A few weeks ago my family and I had the opportunity to go on an eight-day Ignatian silent retreat in a small, mountainous village in Romania. This experience of withdrawing “to a quiet place and resting for a while” (Mark, 6:31), away from contemporary technology, excessive comfort, and urban noise was recomforting.
Inspired from St. Ignatius of Loyola’s Spiritual Exercises, and Fr. Anthony de Mello’s The Way to Love, this retreat was a memento, a reminder of how much we live up in our “attic” (aka, in our heads), and how beneficial it would be for us to descend back into life, a reality that often happens all around us, and even passes by us, while we are busy doing other things.

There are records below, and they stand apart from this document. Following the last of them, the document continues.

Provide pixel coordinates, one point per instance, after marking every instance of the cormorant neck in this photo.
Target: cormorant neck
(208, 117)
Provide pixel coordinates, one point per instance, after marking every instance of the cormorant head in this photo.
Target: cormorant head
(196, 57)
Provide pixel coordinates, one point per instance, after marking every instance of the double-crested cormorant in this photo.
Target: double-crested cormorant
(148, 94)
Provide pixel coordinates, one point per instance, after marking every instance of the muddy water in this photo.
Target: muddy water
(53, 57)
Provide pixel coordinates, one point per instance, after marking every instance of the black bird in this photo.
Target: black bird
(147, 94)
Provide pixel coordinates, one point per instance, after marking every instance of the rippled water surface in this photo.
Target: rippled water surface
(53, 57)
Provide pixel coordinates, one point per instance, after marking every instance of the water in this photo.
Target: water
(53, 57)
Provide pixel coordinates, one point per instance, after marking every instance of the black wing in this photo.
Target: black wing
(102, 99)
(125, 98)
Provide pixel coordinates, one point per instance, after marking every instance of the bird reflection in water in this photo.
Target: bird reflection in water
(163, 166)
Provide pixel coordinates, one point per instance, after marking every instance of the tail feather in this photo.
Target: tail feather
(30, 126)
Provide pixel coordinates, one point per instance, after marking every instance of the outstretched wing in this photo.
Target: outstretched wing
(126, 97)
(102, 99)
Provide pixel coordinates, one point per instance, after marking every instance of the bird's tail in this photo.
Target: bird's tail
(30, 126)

Thus, my fruits of the retreat that I would like to pass on are a few simple yet meaningful spiritual exercises, to help increase the quality of your daily living.
1. Gratitude exercise.
A good Christian is a grateful Christian, the saying goes. We have been and are constantly being showered with so many gifts. Just think about the daily things we take for granted: air to breathe; fresh water to drink, wash, bathe (warm, cold or in-between); food of an enormous diversity; a place called home (which is probably warm in the winter and cool(er) in the summer); clothes to wear (probably more than one kind); people (family, friends, co-workers, neighbors); a body that can take you places; a mind that can process millions of information daily, and many, many more.
Consider: what are the things/people/experiences/events that I’m most grateful for in my life?
2. Awareness exercise.
Are you aware that you are breathing? Can you hear the words you are reading? How about the symphony of noises that are all around you? Can you sense the air in the room, the temperature, the fragrance? Can you feel the clothes touching your skin? What emotions are you experiencing right now? Being reconnected to our senses can be a powerful thing and a great way to descend from our minds into our bodies.

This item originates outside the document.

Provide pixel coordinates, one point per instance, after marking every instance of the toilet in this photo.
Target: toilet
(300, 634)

Take a moment and ponder: what am I seeing, hearing, smelling, touching, tasting, sensing, feeling right now?
3. Living in the present moment exercise.
We live most of our lives torn between our unresolved past or concerned about the undisclosed future. To live mindfully is to live in the present moment, here and now. Here is where happiness exists, because now is the only thing that we have. Right here, right now. That is how the Kingdom of God can be at hand.
Consider: what object(s) or word(s) can I use to get me back into the now?
4. God’s presence exercise
God is infinite in love, magnitude, and expression right where you are – whether healthy or sick, in good spirits or miserable, job or jobless, with family or alone, whether in sinner or saint mode. So, independent of my circumstances or how I feel,
God is present, actively and unconditionally loving me as I am every moment of the day.
Think: what are felt experiences from the past that can remind me of God’s loving presence?
In conclusion: We do not see the world as it is, but as we are. External change or change of our reality can only come once interior change is in place. Transformation comes only when we are gratefully aware, in the now, of God’s unconditional and loving presence. I think that is a pretty good way of getting God down from our “attic” back into our lives. What do you think?